It took several years to make enough insulin to meet the demand, however. An American firm, Eli Lilly and Company in Indianapolis, began commercial production of insulin in 1922, using pork pancreas extracts. The process was patented by the University of Toronto because Banting and Best refused to profit from a patent directly. It would violate a physician’s Hippocratic oath to profit from achieving financial gain by preventing a medical discovery from being made available to all. In addition, they wanted to prevent the possible patenting by someone else. The production process would then be published and available to all, and no one company would be able to achieve a financially lucrative monopoly. By 1923, Eli Lilly and Company was producing enough insulin to treat ten thousand people with diabetes. A History of Diabetes 10 © 2004 NYSNA, all rights reserved. Material may not be reproduced without written permission.

In 1923, the Nobel Prize in medicine was awarded to Banting and Macleod for the discovery of insulin. Banting shared half his prize with Best, and Macleod shared half of his with Collip. To be fair, there were others who had done similar work on the internal secretion of the pancreas, including Nicolas Paulesco of Romania, Georg Ludwig Zuelzer of Germany, E.L. Scott from Chicago and others. However, Banting, Best, Macleod and Collip were the ones who were able to bring the task to completion. Interestingly, ligating the pancreatic duct of the pancreas to prevent the external secretion from destroying the internal secretion was not necessary. What was necessary was the purification of the extract itself, which was done by the use of an alcohol solution. Even at this early stage, it was recognized that treatment with insulin needed to be ongoing. As Banting accepted the Nobel Prize, he ended his lecture with the statement: “Insulin is not a cure for diabetes, it is a treatment” (Forsham, 1982, p. 3).

Early clinical use of insulin was very cautious by many physicians. It was recognized that too much insulin could cause hypoglycemia, or low blood sugar, which was potentially dangerous. It was also soon realized that use of insulin did not allow the abandonment of diet, but rather required a balance of both. It remained to be learned just how much insulin was necessary. Should all glycosuria be eliminated? During this period, it became understood that sugar levels in the blood (in addition to urine levels) were important, but testing blood sugar levels initially proved difficult, requiring large samples. In 1910, it took 20 cc of blood to do a crude blood sugar test.

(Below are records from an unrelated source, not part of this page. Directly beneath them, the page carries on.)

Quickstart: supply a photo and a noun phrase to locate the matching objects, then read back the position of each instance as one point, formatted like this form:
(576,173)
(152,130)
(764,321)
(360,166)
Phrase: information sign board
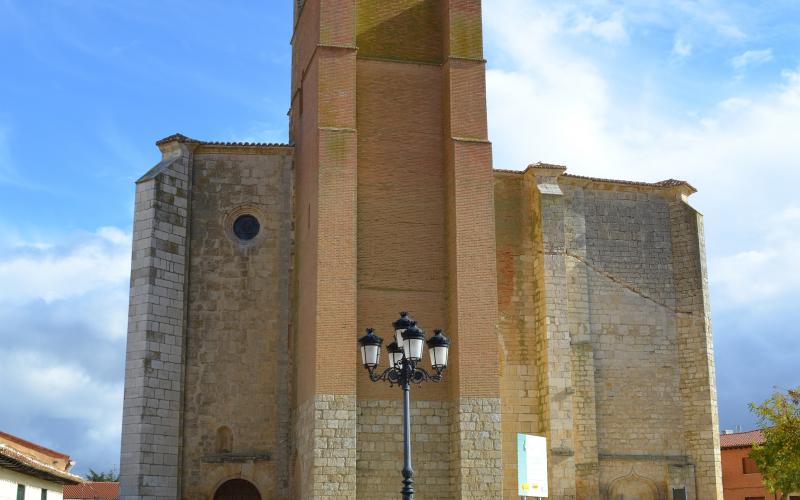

By 1920 this requirement dropped to 0.2cc.

The first commercially prepared insulins were made from pork and beef sources, and were short acting, with a peak action of about 3 hours and a duration of about 6 hours, resulting in a requirement of 4 injections per day. Allergic reactions, particularly skin reactions at the site of injection, were common due to contaminants in the preparations. With better purification processes over time, however, this became less of a problem. By 1970, it is estimated that insulin preparations were 95% pure, reaching 99.9% by 1982.

A longer acting insulin was developed in 1937 (protamine zinc insulin), followed by NPH insulin becoming available in 1938 and Lente insulin in 1952. These insulins had a peak effect at approximately 8 to 10 hours after the injection, allowing fewer injections per day.

By the 1950’s, the structure of the insulin molecule was better understood, which led to later efforts to create an unlimited supply of insulin, rather than relying on existing supplies of pork and beef sources. Human insulin was introduced by Eli Lilly and Company in 1982, using recombinant DNA technology. This involves genetically engineering E. coli or baker’s yeast in the laboratory to create insulin that is identical to that naturally occurring in the body. Another method relies on the modification of pork insulin. During the 1980’s there was a move to switch most patients using pork and beef insulin to human insulin. This was partly due to the potentially unlimited supply of synthetic insulin, as noted above, but also to avoid the body’s production of antibodies against the foreign proteins present in the animal insulin. These antibodies may interfere with insulin action.

Yet another advance in insulin technology became available in 1996, when Eli Lilly and Company marketed a more rapid acting insulin called Lispro insulin, which more closely simulates the body’s natural response to a meal. It has a peak effect at about one hour after injecting, and enables tighter control of blood sugar levels.

Insulin administration was initially cumbersome, using glass syringes with separate needles, both of which needed to be sterilized by boiling for 20 minutes after each use. These needles became dull with time and needed to be sharpened with a pumice stone. In 1961, the first single use syringe was developed, and became more widely used for home insulin administration in the mid to late 1970’s. Insulin “pens” were introduced in 1981, which hold a cartridge of insulin and a disposable needle, allowing more convenient use of insulin for business or travel situations. A unique new insulin delivery system was developed in the late 1970’s, called the insulin pump. This device holds a cartridge of short acting insulin, which is connected to the patient by a catheter, inserted under the skin. The catheter can remain in place for two to three days, eliminating the need for multiple daily injections. Insulin is infused continuously, and the pump can be programmed to deliver varying amounts of insulin as needed. The first pumps were large and bulky, but the newer devices are about the size of a beeper.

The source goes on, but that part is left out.